Osteoarthritis is a chronic, degenerative disease characterized by the breakdown of cartilage and bone remodeling in synovial joints. Over time, this leads to structural changes, including cartilage erosion, synovitis, and subchondral bone sclerosis, resulting in pain, stiffness, and functional limitations. The knee is one of the most commonly affected joints, with prevalence rates ranging from 7% to 35.1% in adults over 45. Risk factors such as age, obesity, genetic predisposition, and metabolic alterations play a significant role in OA development.
Exercise has long been a go-to intervention for OA due to its cost-effectiveness, with both traditional and online programs showing improvements in pain, function, and quality of life. NMES, particularly when combined with exercise, has emerged as a promising complementary treatment. Studies have demonstrated its effectiveness in reducing pain and increasing muscle strength, especially in the quadriceps femoris, a key stabilizer of the knee. However, the optimal NMES parameters and their long-term effects remain unclear.
Different NMES waveforms, such as interferential current (IFC), Aussie current, and transcutaneous electrical nerve stimulation (TENS), have been used to manage chronic pain in OA. TENS, in particular, has gained popularity due to its low cost and ease of use. However, the debate surrounding the effectiveness of these modalities persists, with some studies showing similar pain relief effects between IFC and TENS, while others highlight the need for rigorous, long-term randomized controlled trials (RCTs) to establish consistent clinical protocols.

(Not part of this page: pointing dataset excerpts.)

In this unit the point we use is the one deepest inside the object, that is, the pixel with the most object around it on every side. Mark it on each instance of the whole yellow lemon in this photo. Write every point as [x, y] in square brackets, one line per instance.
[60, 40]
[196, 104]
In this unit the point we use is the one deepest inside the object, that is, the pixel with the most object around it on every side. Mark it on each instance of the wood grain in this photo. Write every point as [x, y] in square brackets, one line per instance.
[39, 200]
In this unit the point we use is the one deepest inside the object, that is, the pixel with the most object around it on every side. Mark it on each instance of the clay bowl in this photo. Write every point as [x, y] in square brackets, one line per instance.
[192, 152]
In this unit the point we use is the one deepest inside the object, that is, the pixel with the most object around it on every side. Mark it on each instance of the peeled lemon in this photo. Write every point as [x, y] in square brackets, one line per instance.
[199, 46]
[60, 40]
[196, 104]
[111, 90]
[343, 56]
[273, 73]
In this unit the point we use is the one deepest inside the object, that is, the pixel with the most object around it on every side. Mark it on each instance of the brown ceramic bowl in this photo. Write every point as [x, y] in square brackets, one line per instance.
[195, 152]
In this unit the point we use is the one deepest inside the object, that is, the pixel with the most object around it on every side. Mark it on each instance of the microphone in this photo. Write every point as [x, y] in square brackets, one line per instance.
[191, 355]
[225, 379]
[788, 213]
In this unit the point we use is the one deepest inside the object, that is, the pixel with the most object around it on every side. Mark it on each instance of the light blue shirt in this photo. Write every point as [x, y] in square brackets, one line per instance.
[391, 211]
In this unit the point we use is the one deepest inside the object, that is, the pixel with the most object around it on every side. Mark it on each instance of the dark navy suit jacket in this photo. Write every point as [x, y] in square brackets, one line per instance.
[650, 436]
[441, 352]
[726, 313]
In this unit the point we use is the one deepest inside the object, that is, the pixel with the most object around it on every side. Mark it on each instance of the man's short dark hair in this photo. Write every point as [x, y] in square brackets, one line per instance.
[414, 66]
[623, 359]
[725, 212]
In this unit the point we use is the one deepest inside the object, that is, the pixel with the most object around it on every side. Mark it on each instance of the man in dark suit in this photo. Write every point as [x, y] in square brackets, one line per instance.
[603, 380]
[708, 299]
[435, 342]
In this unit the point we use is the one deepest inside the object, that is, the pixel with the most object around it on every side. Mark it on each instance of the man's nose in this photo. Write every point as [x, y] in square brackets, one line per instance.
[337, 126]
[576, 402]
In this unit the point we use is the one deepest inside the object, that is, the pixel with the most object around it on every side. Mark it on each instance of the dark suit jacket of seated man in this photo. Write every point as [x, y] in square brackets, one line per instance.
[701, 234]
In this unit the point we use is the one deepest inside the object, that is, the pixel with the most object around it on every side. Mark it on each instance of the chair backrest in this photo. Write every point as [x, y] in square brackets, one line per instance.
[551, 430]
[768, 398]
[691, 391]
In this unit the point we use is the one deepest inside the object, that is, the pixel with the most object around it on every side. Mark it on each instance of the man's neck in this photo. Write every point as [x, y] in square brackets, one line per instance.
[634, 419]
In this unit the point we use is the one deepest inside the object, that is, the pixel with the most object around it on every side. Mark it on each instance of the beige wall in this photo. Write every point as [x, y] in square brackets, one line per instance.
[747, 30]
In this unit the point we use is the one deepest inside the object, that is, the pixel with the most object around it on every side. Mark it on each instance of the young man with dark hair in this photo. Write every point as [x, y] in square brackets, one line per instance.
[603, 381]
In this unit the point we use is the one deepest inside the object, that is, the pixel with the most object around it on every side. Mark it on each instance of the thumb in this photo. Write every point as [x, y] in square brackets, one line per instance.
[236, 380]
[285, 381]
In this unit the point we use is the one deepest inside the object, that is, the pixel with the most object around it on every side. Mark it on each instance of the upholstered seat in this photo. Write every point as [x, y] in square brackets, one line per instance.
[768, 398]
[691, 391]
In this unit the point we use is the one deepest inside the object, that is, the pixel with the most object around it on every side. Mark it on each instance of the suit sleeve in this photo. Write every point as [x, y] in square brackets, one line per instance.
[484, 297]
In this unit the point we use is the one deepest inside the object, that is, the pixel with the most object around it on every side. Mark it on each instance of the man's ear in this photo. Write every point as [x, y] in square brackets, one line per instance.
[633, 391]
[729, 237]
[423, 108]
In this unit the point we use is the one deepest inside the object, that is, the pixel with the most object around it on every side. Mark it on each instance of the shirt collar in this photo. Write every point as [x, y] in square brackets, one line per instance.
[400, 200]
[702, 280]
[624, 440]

And this is the part most people miss: the combination of NMES with other therapeutic approaches, such as exercise, may be the key to unlocking its full potential. A systematic review revealed that combining NMES with exercise yielded significant improvements in pain intensity and disability, suggesting a synergistic effect. However, the intensity, duration, and frequency of NMES application, as well as the lack of standardized protocols, remain significant challenges.
Our study aimed to compare the effects of TENS, IFC, and Aussie currents on pain, disability, and pressure pain threshold in older adults with knee OA. We hypothesized that all NMES modalities would outperform a placebo intervention in improving symptoms and function. However, our findings suggest that while IFC and Aussie currents showed moderate improvements in the WOMAC index, similar results were observed in the placebo group, indicating that NMES alone may not be superior to a placebo intervention.
The lack of significant differences between NMES and placebo groups could be attributed to various factors, including the intensity and duration of stimulation, the absence of movement-evoked pain measurements, and the potential for regression to the mean. Furthermore, the neuromatrix theory of pain highlights the complex interplay between sensory, cognitive, emotional, and contextual factors, which may influence treatment outcomes.
So, what's the takeaway? While NMES shows promise as a complementary treatment for knee OA, its effectiveness remains uncertain. The need for optimized parameters, longer intervention durations, and combined therapies is evident. As we continue to explore the potential of NMES, one question lingers: can we truly unlock its therapeutic potential, or will it remain a controversial and elusive treatment option? We invite readers to share their thoughts and experiences, as the debate surrounding NMES and its role in OA management is far from over.